QUESTIONS FOR OPRAH TO ASK ME:
1.
First of all, welcome to the show. I just want you to know how much Steadman and I loooooove My Penis. It's the last thing we enjoy before we go to bed. What's it like to be worshipped by so many Americans?
NOTE: This is where I thank her and Steadman, give my witty answer and maybe even jump on her couch and profess my love for Angela Lansbury in public. When the audience calms down, Oprah will ask:
2.
How long have you been working on My Penis?
NOTE: Between you and me the whole book took three days to write, but I'm going to tell her 7 years to make her think I am perspicacious (whatever that means??).
At this point in the show, I suggest that we break for a commercial so Oprah can have her make-up adjusted and I can have my testicles feather-dusted with Chinese talcum powder.
We will return from the break with this show stopper:
3.
How long have you worn a nipple clamp?
NOTE: Between you and me the answer is 7 years, but I will tell her three days to make her think I am impetuous.

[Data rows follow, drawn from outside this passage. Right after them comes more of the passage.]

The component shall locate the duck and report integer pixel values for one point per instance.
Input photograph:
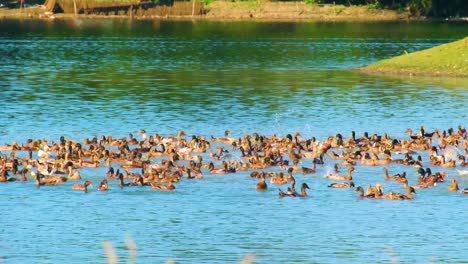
(261, 185)
(417, 186)
(342, 185)
(291, 193)
(397, 177)
(279, 179)
(399, 196)
(103, 186)
(306, 170)
(157, 186)
(338, 177)
(454, 186)
(360, 190)
(82, 187)
(194, 174)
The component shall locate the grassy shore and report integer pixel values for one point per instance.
(248, 10)
(448, 60)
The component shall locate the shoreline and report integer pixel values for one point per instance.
(450, 58)
(239, 11)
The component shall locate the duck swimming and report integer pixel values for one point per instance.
(454, 186)
(342, 185)
(82, 187)
(292, 193)
(262, 186)
(338, 177)
(103, 186)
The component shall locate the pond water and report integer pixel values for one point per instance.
(85, 78)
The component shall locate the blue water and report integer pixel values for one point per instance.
(83, 78)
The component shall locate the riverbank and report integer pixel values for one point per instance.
(258, 10)
(447, 60)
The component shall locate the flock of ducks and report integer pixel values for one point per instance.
(160, 162)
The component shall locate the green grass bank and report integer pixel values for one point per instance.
(447, 60)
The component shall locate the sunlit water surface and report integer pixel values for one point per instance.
(83, 78)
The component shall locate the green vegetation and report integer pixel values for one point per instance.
(433, 8)
(449, 60)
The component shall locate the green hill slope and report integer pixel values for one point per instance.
(450, 60)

After a long, uncomfortable, uneasy, deafening silence, Oprah will ask me this gem:
4.
Why are you stalking me?
NOTE: Even though I scripted this question, I will wait until the words leave Oprah's lips before I even think about the answer. I may jump on the couch again and profess my love for Emmanuel Lewis but I'll wait and see if the audience is warming up to me or not.
Finally, in a cunning attempt to boost her ratings, Ms. Winfrey will ask me this final question:
5.
You have to be the finest white boy I have ever set my eyes on, will you marry me?
NOTE: Of course I won't tell you what the answer is, but I will probably show her my ass tattoo to let her know exactly what she has in store "if" I decide to go ahead with the wedding.